While the revenue reports released Friday reflect only two months of tax collections, the fact that the state is already missing the mark should raise concerns – particularly since any deviation in collections can threaten this year’s very slim budgeted surplus of $300 million.
The administration acknowledges that collections through August are 1.2 percent below the budgeted targets. If this trend continues through the entire year, revenues would be off by $345 million – more than the surplus.
Meanwhile, the Office of Legislative Services (OLS) notes that the year-to-date growth rate is 4 percent – well below the projected rate of 6.6 percent. Again, if this trend continues through the entire year, revenue collections would be substantially less than projected. For every 1 percent shortfall below the projected rate, collections would be off approximately $270 million – in other words, a difference of just 1 percent could eliminate nearly the entire surplus. Tax collections are complex, however, so simply projecting this two-month growth rate to the entire year may not be accurate – but it is worth keeping an eye on.

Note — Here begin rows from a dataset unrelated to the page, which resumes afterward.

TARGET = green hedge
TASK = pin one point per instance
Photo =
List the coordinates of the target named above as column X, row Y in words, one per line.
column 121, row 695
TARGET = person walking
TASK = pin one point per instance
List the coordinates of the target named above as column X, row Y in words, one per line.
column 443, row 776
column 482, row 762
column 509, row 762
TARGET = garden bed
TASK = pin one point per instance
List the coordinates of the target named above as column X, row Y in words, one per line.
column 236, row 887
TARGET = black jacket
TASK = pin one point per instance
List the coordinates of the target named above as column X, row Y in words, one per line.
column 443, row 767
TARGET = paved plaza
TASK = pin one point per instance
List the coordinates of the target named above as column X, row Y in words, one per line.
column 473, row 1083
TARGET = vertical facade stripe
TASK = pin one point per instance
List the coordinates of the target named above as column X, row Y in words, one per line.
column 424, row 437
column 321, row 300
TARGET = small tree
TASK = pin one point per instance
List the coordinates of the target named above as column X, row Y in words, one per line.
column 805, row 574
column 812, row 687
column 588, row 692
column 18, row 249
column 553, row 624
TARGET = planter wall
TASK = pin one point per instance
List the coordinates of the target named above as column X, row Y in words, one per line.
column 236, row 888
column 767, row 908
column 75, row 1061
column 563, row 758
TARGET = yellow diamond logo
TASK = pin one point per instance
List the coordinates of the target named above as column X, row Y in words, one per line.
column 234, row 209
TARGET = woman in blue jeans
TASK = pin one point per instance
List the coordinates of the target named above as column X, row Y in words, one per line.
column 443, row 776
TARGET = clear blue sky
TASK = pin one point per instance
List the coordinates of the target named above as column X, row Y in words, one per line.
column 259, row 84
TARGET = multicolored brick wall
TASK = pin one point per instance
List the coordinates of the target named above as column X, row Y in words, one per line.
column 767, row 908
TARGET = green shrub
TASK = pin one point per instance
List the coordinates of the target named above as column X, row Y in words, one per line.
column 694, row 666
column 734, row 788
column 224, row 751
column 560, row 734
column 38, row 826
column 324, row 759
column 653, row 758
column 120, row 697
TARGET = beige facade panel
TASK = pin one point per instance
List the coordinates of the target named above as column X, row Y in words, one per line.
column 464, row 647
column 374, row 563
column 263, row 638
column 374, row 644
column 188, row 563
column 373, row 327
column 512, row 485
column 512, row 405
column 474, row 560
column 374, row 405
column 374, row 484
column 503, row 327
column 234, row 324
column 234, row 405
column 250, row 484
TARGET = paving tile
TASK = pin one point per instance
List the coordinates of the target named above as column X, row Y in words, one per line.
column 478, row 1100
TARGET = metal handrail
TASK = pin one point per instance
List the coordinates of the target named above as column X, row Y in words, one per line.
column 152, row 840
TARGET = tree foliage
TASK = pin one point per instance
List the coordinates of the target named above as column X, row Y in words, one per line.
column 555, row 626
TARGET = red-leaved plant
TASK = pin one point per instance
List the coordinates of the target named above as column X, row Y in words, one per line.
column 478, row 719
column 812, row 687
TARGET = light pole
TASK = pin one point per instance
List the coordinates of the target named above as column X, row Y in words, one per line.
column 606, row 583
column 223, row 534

By examining the June, July and August administration reports, we find that last year’s revenue from major taxes could be about $75 million less than expected. If this number sticks when the annual audit – which also includes the final numbers for other revenue sources and spending is released – is released this winter, this year’s $300 million surplus would be reduced by 25 percent and the already thin fiscal ice would get much thinner.
Beyond the performance of the major tax sources other revenue questions could prove important: How much will internet gambling generate, for example? The final budget says $160 million but OLS counters that that’s off by $130 million. And how much will the state actually book by diverting municipal housing funds? Last year’s budget included $165 million from this source, but that increasingly looks like an unreachable target. Finally, the administration and OLS agree that approximately $250 million of income tax collected last year was due to taxpayers paying up before the federal tax rates on capital gains increased on January 1, 2013 – a windfall not available this year. Since income tax revenues continued to exceed the projections of both the administration and OLS through the spring it is possible that even more than $250 million could be due to beat-the-increase payments.
The bottom line: With a surplus of only $300 million, even slight variations in any revenue collections may require adjustments during the year to maintain a balanced budget. And as we noted earlier this year, the easy options to patch shortfalls are disappearing – making any efforts to adjust the budget more difficult.